Volker Kutscher: Westend. Illustriert von Kat Menschik. Berlin: Galiani, 2025. 112 S., 23 Euro
von Gerhard Klas
Wer die Krimiserie über den Polizisten Gereon Rath in den 1920er und 1930er Jahren und deren Verfilmung als »Babylon Berlin« kennt, sollte sich dieses Buch nicht entgehen lassen.
Im Rahmen eines fiktiven Interviews läßt Gereon Rath seine Zeit als Polizist von der Weimarer Republik bis in die 50er Jahre Revue passieren und offenbart lang gehegte Geheimnisse.
Gereon Rath, einst Kriminalkommissar im brodelnden Berlin der 20er Jahre, lebt 1973 zurückgezogen in einem Seniorenheim im beschaulichen Westend. Hans Singer, ein Historiker, kommt zu Besuch. Er interessiert sich für die Rolle der Polizei in den politischen Umbrüchen des 20.Jahrhunderts und zeichnet das Gespräch mit dem Tonband auf.
Rath ist nicht mehr der aktive Held, sondern ein Zeitzeuge. Es geht um Erinnerungen, Auslassungen, das Ringen mit der eigenen Vergangenheit, um Schuld und Rechtfertigung.
Singer fragt Rath nach Kontinuitäten und Brüchen. Rath war 1936 für tot erklärt worden – tatsächlich hatte er sich in die USA abgesetzt. Seine damalige Frau, Charly, heiratete später seinen ehemaligen Kollegen Böhm, der in drei Systemen Karriere gemacht hatte: in der Weimarer Republik, im Faschismus und dann in der DDR. Doch mit Singer verbindet Rath offensichtlich noch mehr als ein rein historisches Interesse.
Das literarische Experiment ist Kutscher gelungen: Der Dialog, der völlig ohne Erzähler auskommt, entwickelt im Laufe der Lektüre eine spannende Dramaturgie. Ein kleiner Wermutstropfen: Wer weder die Krimireihe gelesen, noch ihre Filmadaption gesehen hat, dem fehlen wichtige Hintergrundgeschichten aus der Vergangenheit Raths, die vor allem in den ersten Kapiteln das Verständnis erschweren.

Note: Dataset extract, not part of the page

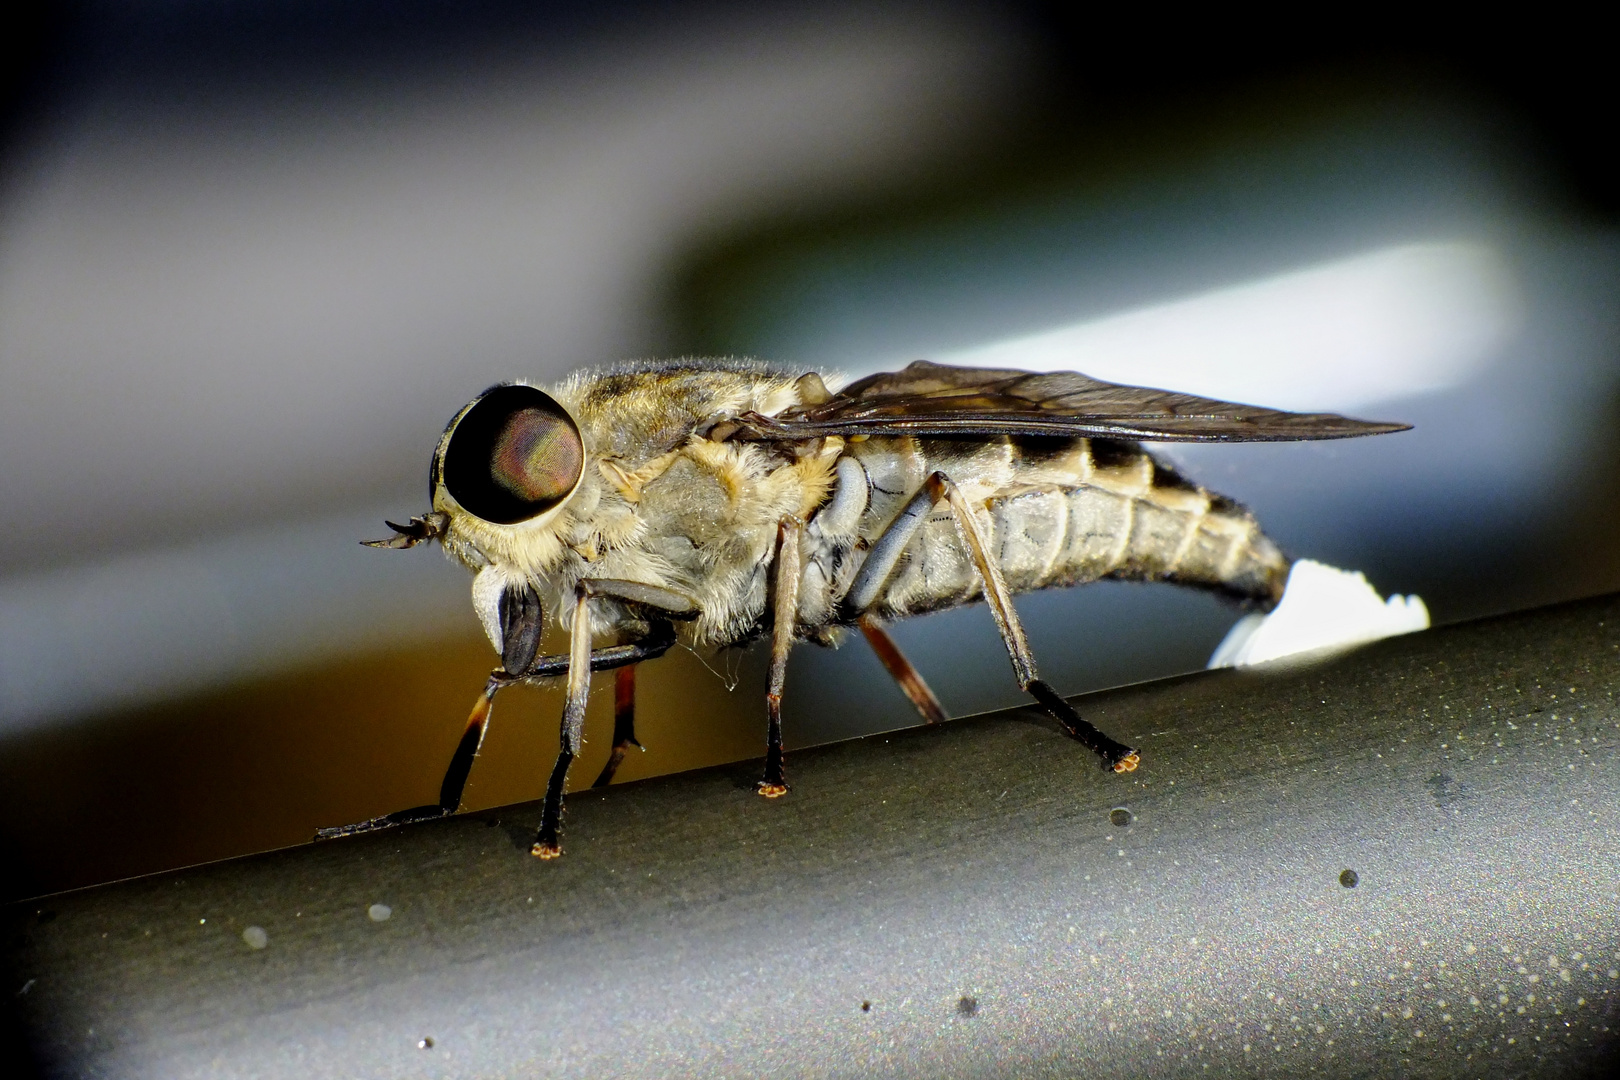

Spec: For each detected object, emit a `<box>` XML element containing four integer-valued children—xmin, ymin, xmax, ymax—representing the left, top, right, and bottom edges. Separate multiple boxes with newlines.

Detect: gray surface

Seit mehr als anderthalb Jahrzehnten prägt Kutscher mit der Gereon-Rath-Reihe historische Kriminalliteratur – stets an der Schnittstelle von Fakt und Fiktion. Westend ist ein Epilog, der einige Fragen beantwortet und neue aufwirft – gerade vor dem Hintergrund der Aktualität geschichtlicher Ereignisse.